Açıkça kazananı ve kaybedeni olan geleneksel atletik etkinliklerin aksine, sanat öznel ve yoruma açıktır. Yıllar geçtikçe sanatı yargılamanın spor kadar kolay olmaması çeşitli sorunlar doğurmaya başladı. Jüri açık bir kazananı belirleyemediğinde altın madalya vermiyordu. Bu durum değerlendirme süreci üzerinde tartışmalara yol açarak Olimpiyat çerçevesindeki sanat yarışmalarının güvenilirliğini azalttı.
Ek olarak, katılımcıların çoğunun profesyonel sanatçılar olduğu veya kendi alanlarında uzman oldukları yönünde endişeler vardı. Bu, Olimpiyatların amatör bir etkinlik olarak düşünülmesi fikrine aykırıydı. Ayrıca sanat eserlerinin taşınması ve sergilenmesi gibi lojistik zorlukların da Olimpiyat organizatörleri için külfetli olduğu ortaya çıktı. Çok sayıda atletik etkinliğin yanı sıra bir sanat yarışmasını yönetmenin pratikleri giderek daha kullanışsız hale geldi.
Sonuç olarak, 1948 Londra Olimpiyatları’ndan sonra sanat yarışmaları durduruldu. Olimpik sanat yarışmalarının mirası, sanatsal ifadenin önemini vurgulayarak, sanatın özünün yargı ve rekabeti aştığını bizlere vurguluyor.
Olimpiyat madalyası alan birçok eser kaybolsa da mimari projeler takip edilmesi en kolay olanlardır. Örneğin, mimar Jan Wils tarafından tasarlanan Amsterdam’daki Olimpiyat Stadı 1928 Olimpiyat altın madalyası almış, Yale Üniversitesi’ndeki Payne Whitney Spor Salonu ise mimar John Russell Pope tarafından tasarlanarak 1932 Olimpiyat gümüş madalyasına layık görülmüştür.
Tabii günümüze kalan bazı sanat eserleri de mevcut. Dünyanın dört bir yanına dağılmış durumdaki bu eserlerin bir kısmını müzelerde veya parklarda, bir kısmını özel koleksiyonlarda ve çoğunu ilgisizlikten kaybolmuş halde bulmak mümkün.

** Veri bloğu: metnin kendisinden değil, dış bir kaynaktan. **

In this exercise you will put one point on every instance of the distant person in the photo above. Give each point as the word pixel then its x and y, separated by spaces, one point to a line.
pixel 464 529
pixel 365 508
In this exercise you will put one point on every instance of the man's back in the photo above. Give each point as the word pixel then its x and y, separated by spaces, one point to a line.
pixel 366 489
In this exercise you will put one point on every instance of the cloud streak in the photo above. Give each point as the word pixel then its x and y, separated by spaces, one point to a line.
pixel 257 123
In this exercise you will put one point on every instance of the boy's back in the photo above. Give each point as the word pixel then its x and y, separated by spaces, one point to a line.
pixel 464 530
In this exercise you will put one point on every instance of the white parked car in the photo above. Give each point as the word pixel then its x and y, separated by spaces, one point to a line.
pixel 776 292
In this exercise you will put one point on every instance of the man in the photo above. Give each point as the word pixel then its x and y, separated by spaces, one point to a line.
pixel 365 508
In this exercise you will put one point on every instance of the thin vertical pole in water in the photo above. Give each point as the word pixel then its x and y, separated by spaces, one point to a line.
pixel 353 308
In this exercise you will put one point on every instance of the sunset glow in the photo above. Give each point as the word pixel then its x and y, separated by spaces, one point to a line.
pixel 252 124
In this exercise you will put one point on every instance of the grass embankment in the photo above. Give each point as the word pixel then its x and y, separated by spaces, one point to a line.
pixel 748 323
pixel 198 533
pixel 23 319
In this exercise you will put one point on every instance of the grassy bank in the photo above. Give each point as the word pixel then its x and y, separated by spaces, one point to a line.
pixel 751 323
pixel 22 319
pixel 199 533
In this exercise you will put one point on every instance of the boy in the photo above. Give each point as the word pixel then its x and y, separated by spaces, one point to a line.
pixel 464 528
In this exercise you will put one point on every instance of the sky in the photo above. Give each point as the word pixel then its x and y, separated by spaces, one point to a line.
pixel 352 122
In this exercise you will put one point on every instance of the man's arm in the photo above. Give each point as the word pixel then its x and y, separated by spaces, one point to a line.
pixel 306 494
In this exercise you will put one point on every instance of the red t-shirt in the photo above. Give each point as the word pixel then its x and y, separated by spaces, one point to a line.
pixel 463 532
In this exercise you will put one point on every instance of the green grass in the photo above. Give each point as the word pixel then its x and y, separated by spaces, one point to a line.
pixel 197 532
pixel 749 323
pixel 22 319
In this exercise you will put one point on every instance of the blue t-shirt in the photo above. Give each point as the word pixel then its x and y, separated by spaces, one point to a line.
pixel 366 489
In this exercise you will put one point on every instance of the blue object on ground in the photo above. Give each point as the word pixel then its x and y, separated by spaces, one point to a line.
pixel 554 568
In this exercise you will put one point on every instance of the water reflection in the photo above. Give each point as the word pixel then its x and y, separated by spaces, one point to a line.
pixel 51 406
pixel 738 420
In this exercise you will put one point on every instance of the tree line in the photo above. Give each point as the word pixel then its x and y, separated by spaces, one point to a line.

Olimpiyat Oyunları’na sanat yarışmalarının dahil edilmesi, onlara bugün oyunlarda eksik olan ekstra bir ihtişam ve insanlık unsuru eklemiştir. “Sanat yarışmalarının aurasından yoksun Olimpiyat Oyunları sadece Dünya Şampiyonasıdır” diyen De Coubertin aslında haklıdır. Günümüzde reklamlar, sponsorluklar ve maddi unsurların ön plana çıkmasıyla birlikte Olimpiyat ideası zayıfladı mı tartışılabilir fakat insanoğlunun en üstün yeteneklerinin sergilendiği ve ödüllendirildiği bu yarışmalarda kısa bir süreliğine de olsa insanın yaratıcı dehası onurlandırılmıştır.